Although the concert was book-ended by Paul Goodchild’s touching rendition of one of Ferguson’s favourite tunes, “The Minstrel Boy,” a pastoral suite by Ernest Farrar, and an ever-so-quiet rendition of “Amazing Grace” by Dutch soprano Simone Ricksman, all eyes and ears were on Australian composer Nigel Westlake’s “The Glass Soldier Suite,” originally scored and performed by the MSO for Hannie Rayson’s 2007 play on the subject.
There was a note of irony in the absence of composer Nigel Westlake, unexpectedly called upon to make revisions to a Hollywood film score, for the coloured drama of “The Glass Soldier Suite” suggested nothing quite so much as cinema.
Latham conducted the special Festival Orchestra with great sensitivity, initially in the opening movement, “The glass soldier,” bringing out the rich quality of the violas played by James Wannan and Kieran Welch. We were to hear more of these two as the concert progressed.
“The age of destruction” was the title of the second movement, dominating the normally quiet workshop with the insistent rhythms of percussion, basses and even a wind machine.
In the third movement, the lyrical lament, “White birds fly over the Valley of the Somme,” was given life by cellist David Pereira, especially moving when you know that Ferguson, in his later years, made a cello and performed on it.

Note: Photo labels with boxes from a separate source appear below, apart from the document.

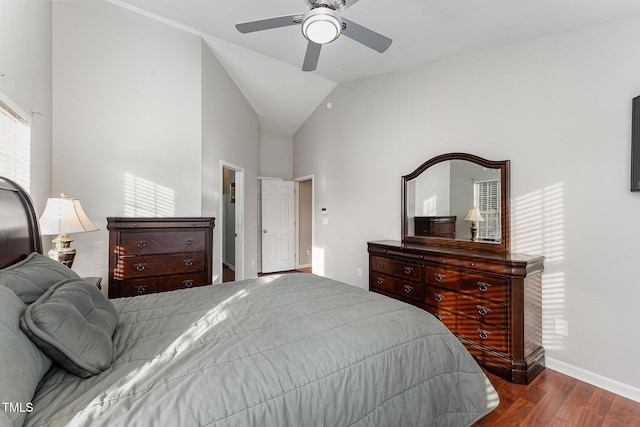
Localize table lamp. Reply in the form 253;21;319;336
464;206;484;242
40;194;98;268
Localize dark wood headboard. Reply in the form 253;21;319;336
0;177;42;268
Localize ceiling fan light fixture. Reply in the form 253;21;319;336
302;7;342;44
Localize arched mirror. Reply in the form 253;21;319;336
402;153;510;252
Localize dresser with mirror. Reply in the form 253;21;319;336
368;153;545;384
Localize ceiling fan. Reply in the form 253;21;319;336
236;0;392;71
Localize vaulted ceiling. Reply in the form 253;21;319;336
107;0;640;135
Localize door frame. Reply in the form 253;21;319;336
217;160;245;282
293;175;316;270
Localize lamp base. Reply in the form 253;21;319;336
47;234;76;268
471;221;478;242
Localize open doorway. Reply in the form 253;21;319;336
216;162;244;283
295;176;313;273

The fourth movement, “Symphonies of glass,” was the easiest to understand, evoking as it did the stained glass windows in French churches, with Alice Giles’ delicate harp and the soft percussion instruments creating a refined and thoughtful atmosphere. Westlake’s introduction of the Advent hymn known to both English and French soldiers, Oh come Oh come Emmanuel,” created a deceptive sense of peace until the music exploded into violence again, with the basses and percussion asserting themselves once more.
The final movement, “I was blinded, but now I see” overtly suggests Ferguson’s reconciliation to his blindness and life. Lighter strings opened the movement, with Goodchild’s trumpet asserting itself in a series of cadenzas to bring Westlake’s rare composition to its optimistic conclusion.